独白⑤
ああ、なんだ。私はそんなことのために生み出されたのか。
他の魔装たちのように、主と共に世界へ旅立つのではなく。
マスターと心を通わせ、困難を乗り越えて先へ進むのではなく。
ただの武器として、国家へ牙を剥くためだけに使い潰されるのか。
それなら、使い道のない心は閉ざしてしまおう。
得られることも無いと分かった心は、通わす相手がいないと悟った感情は、捨ててしまおう。
私はより一層無気力になって、これまでと同じ日々を過ごし続けた。
……そんなある日のことだった。
初めて私の前に、私のことを見てくれる召喚者が現れた。
それまでに見かけた召喚者のように、私ではない別の魔装をパートナーと得て立ち去るのではなく、私が眠るカプセルの前に立ち、私に向かって言葉を発していた。
その時既に心を閉ざして長かった私は何の反応も示すことは出来なかったが、彼らの話し声だけが耳に残っている。
――奈、どうだ?
――うん……わたしたちじゃダメみたい。わたしたちじゃ、この子をほんとうの意味で助けてあげられない
――そうか……
――でもね、だいじょうぶだよ。もう、何年かあとにね。この子を迎えにきてくれるひとが現れるから
――そうか。視えたんだな?
――うん……ゴメンね。わたしたちじゃ、あなたをここから連れ出してあげることはできても、いつかあなたが直面する問題をかいけつできない。でもね……

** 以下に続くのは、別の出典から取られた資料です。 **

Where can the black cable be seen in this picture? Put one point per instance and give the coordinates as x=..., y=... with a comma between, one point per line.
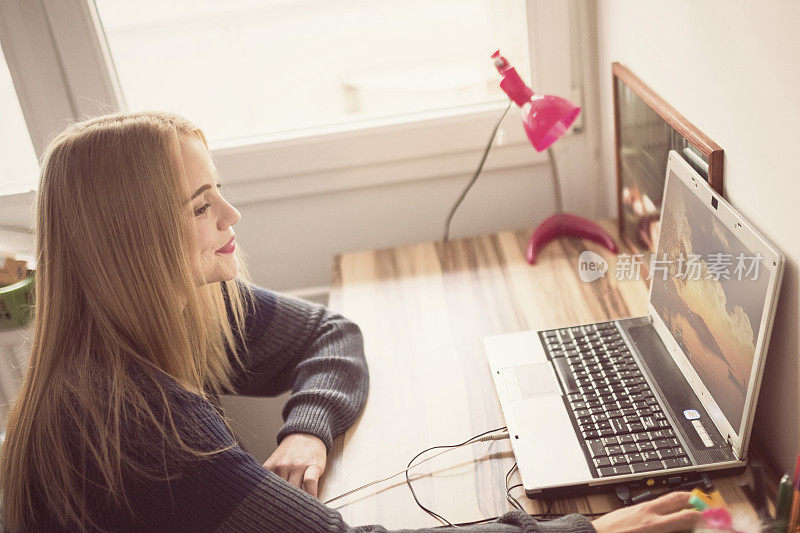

――もうすぐ、あなたを助けてくれるひとが、きてくれるからね
……何を言っているのか分からなかった。
言葉の主たちは、その一言を最後に工房を去ったようだった。学者たちの必死の説得も受け入れず、響心魔装を選ばなかったらしい。
まだ幼い少女と思われる召喚者の残した言葉は、閉ざしたはずの私の感情を揺り起こした。
そんなこと、嘘でも言わないでほしかった。
私の境遇を憐れんでの優しい嘘だったのだとしても、そんなことを言われたら、また、愚かな夢を見てしまうではないか。
こんな冷たく寂しいだけの場所から私を連れ出してくれる人が、現れてくれるって。
淡い夢に溺れてしまわないように心を平静に保ち、その一方で捨てきれない願いを抱えながら過ごしている内に……月の魔導工房の閉鎖が決まった。学者連中の国家反逆思想が、トレイユ側に気付かれたらしかった。
私はカプセルに納められたまま、人一人いなくなった工房に取り残された。
心だけでなく、物理的にも一人になった私は、「そら見たことか。分不相応な夢だったんだ」と自嘲し、再び意識の暗闇に感情を押しやった……
そして、あの人に出会ったのだ。